The summit near Cancun, Mexico, of the 32 leaders of the Rio Group and Caribbean Community nations ended this week with a decision to create an organization, excluding the United States and Canada, that could become an alternative to the OAS.

The meeting was called ostensibly to strengthen regional coordination in key economic and political areas. Its communique covered a list of long-standing issues, including a plea to end the U.S. trade embargo against Cuba. Although Cuba was suspended from the OAS in 1962, it would be part of the new organization.

The meeting and the establishment of a new regional grouping are logical outgrowths of traditional Latin American resentment of U.S. domination of the OAS. The group's headquarters were established in Washington in 1948, with the United States providing its financial underpinning. That is no longer necessary as Latin American countries' economic situations improve, including the discovery by Brazil of offshore oil.

OAS members also have chafed for years about Washington's feud with Cuba. There was hope that Mr. Obama would reform U.S. policy, based on his own statements, but after more than a year little has changed, particularly the U.S. trade embargo. His reticence apparently is based on a reluctance to take on Cuban exile and U.S. business groups that continue to lobby against a new approach.
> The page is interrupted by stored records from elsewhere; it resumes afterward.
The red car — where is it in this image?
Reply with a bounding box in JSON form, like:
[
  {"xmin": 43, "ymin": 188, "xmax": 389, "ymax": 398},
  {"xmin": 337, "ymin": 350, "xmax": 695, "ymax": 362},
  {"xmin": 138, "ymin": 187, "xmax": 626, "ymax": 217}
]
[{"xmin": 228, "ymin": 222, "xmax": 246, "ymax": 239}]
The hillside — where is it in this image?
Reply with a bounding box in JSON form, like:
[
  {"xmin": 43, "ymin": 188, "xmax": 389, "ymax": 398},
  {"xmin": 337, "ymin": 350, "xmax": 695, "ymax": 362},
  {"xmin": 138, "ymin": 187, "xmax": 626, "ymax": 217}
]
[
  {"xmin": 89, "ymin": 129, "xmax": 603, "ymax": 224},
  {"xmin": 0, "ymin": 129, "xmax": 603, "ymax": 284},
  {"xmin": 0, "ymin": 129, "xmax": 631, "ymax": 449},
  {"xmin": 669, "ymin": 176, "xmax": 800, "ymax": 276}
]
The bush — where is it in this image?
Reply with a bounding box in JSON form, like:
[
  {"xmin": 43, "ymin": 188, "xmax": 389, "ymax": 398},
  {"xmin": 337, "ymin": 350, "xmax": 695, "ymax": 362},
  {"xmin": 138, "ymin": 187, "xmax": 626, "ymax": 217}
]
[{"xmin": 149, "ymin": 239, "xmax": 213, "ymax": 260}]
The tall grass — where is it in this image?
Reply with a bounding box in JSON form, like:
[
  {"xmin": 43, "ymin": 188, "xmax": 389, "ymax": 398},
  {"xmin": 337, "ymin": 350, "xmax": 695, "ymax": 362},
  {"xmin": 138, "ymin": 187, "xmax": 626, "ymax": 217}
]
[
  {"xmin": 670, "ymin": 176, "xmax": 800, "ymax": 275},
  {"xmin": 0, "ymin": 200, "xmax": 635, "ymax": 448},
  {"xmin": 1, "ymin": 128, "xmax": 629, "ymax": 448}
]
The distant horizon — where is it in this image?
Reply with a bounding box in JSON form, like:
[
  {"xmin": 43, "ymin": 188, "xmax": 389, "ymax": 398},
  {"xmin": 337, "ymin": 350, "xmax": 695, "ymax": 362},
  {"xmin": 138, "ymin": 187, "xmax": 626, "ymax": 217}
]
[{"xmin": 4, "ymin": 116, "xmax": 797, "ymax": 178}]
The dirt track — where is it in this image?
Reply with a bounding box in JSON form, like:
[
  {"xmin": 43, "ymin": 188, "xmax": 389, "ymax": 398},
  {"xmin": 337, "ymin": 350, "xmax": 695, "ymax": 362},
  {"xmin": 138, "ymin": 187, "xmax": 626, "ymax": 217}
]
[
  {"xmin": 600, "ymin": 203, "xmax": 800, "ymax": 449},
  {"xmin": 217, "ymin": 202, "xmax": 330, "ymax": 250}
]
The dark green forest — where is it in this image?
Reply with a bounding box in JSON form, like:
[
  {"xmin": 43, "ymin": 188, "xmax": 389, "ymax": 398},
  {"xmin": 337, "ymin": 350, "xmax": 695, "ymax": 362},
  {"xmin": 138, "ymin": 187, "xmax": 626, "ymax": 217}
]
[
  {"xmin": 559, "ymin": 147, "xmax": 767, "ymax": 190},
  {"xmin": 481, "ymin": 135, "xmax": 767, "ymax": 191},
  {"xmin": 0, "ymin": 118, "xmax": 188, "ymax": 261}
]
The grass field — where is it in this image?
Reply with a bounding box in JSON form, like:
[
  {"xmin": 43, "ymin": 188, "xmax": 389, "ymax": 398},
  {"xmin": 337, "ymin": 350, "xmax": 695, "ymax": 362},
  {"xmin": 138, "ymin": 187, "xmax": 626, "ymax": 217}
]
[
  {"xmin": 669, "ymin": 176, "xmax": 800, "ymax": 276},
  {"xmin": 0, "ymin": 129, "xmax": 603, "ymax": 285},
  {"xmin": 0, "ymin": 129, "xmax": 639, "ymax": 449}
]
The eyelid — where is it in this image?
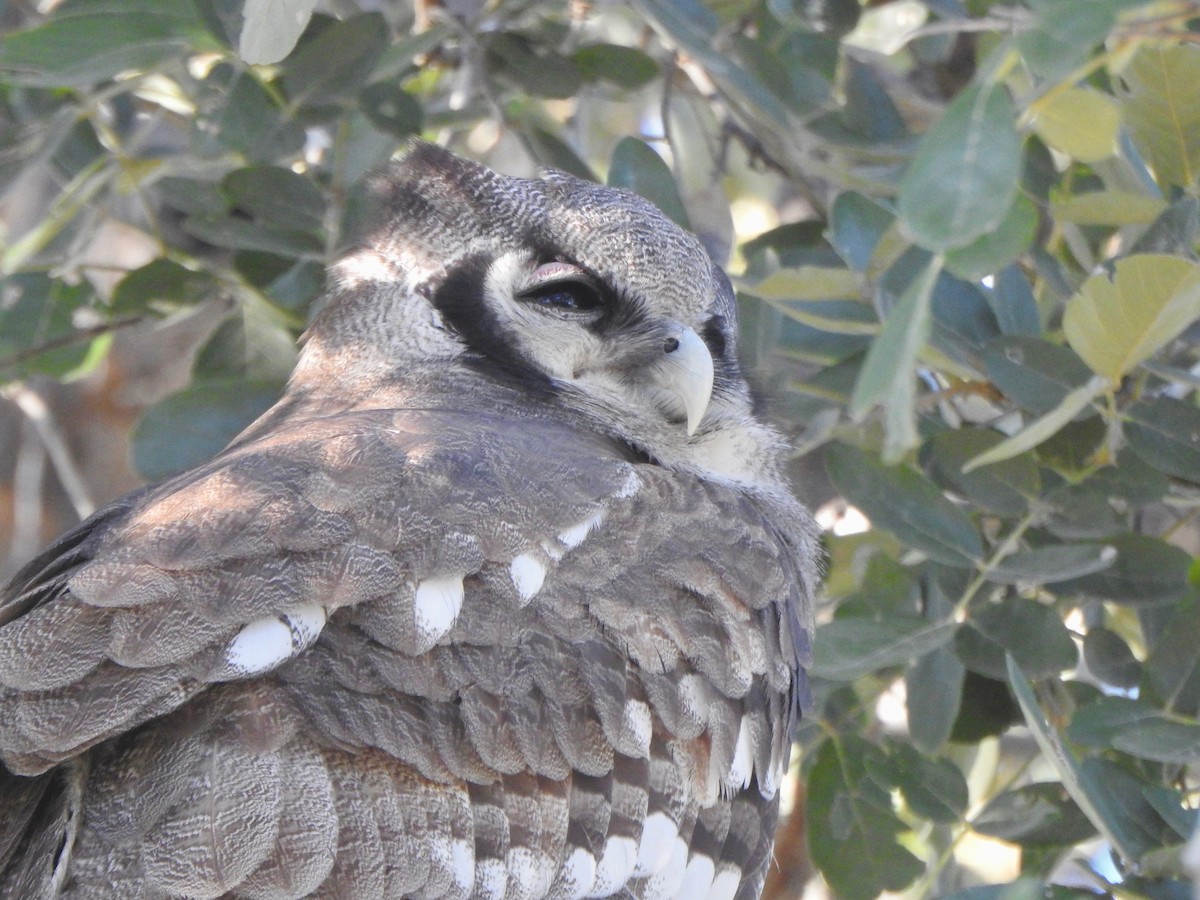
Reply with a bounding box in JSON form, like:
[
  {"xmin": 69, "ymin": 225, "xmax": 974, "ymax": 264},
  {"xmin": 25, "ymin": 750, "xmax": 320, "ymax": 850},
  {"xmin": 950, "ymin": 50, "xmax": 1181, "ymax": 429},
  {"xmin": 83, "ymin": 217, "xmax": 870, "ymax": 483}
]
[
  {"xmin": 522, "ymin": 261, "xmax": 600, "ymax": 294},
  {"xmin": 517, "ymin": 261, "xmax": 607, "ymax": 312}
]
U.S. diplomats in Washington downplayed the significance of the new group, which could take years to form. Nevertheless, the meeting in Mexico and the possible emergence of a bloc to replace the OAS should prompt a re-examination of U.S. policy toward the region, especially Cuba. It's a warning that the United States soon may have less influence in Latin America than it does now. What is Mr. Obama waiting for?